Tuesday, December 29, 2009

China Marine

China Marine: An Infantryman's Life after World War 2
© Eugene Sledge 2003
192 pages


Last week I read Eugene Sledge’s With the Old Breed, a memoir of his experiences in the Pacific War. The memoir ranks as one of the most effective I’ve ever read in conveying the horrors of the front, so I looked forward to its sequel. His second memoir, China Marine, describes his experiences while occupying parts of China in the four-month period following the end of Japan’s surrender and his reintegration into civilian life. I knew nothing of the United States’ partial occupation of China, which I surmise was done to effect the repatriation of Japan’s soldiers there.

China serves as a midpoint for Sledge and his fellow soldiers: although they maintain the discipline of Marine life while patrolling and tending to guard duty, they are also able to enjoy the rudiments of civilization. Immediate postwar China is home to four armed forces:  the remnant of Japan’s Kwantung army, American occupational troops,  and the Chinese Nationalist and Maoist armies. Although the United States is not officially involved in the Chinese civil war, the US government does provide transport to Nationalist soldiers and American troops sometimes stumble into conflicts between the Chinese forces, sometimes dying in the process. The intermittent and wholly unpredictable dangers of guard duty do little to alleviate the mentally stressed condition of combat veterans, but Sledge’s experience appears to have been more restful than not.  This first four-fifths of the memoir was a new experience for me, having read nothing of China during this time or of American troops inside.

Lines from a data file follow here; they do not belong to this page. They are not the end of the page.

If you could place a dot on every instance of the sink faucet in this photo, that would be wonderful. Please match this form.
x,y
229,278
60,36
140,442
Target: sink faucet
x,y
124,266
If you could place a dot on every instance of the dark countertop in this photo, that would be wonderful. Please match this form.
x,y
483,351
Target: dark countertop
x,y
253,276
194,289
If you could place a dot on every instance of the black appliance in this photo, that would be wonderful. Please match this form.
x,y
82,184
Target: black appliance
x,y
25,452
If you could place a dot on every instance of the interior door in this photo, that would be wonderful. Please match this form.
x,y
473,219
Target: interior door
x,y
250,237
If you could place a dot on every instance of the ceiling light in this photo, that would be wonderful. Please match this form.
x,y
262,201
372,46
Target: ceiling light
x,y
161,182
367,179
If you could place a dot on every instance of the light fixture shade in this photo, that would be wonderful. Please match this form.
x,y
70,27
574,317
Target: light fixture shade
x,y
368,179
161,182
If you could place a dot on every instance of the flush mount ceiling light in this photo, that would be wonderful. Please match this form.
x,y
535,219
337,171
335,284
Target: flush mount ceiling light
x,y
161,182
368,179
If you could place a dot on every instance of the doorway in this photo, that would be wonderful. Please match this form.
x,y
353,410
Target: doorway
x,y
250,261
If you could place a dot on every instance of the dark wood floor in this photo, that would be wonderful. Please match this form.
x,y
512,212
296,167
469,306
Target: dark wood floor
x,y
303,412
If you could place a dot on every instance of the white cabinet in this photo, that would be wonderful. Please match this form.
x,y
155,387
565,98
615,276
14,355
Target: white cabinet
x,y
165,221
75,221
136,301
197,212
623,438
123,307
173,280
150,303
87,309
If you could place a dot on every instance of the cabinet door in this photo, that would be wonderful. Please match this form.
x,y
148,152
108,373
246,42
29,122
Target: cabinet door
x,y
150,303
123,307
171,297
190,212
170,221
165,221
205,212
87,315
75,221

The remaining one-fifth of the book covers Sledge’s return to the United States and civilian life, where he is dismayed at how much his fellow citizens take for granted and how quick they are to complain about what he sees as trivialities -- laborers striking for better working conditions attack his ire within minutes of landfall*. Sledge’s believes that his introduction to academic life allowed him to recover from the war more easily: the mental rigors required to obtain his doctorate in biology keep thoughts of war far from mind. The memoir bears out the ways Sledge’s life changed owing to the war: not only did it give him a greater appreciation for the simple things in life (clean, dry, and warm socks for starters) but it ended his hobby of hunting.

Although the book is an easy read and has information worth nothing, it seems much less focused than With the old Breed and I sometimes wondered what the point of what I was reading was. The bottom fifth of the book seemed particularly rushed, but overall Sledge’s second memoir will be of interest to those interest in the lives of postwar soldiers.


* Sledge's hostility toward the laborers was disagreeable for me, but to be fair, according to him, one of them carried a sign comparing management to Hitler.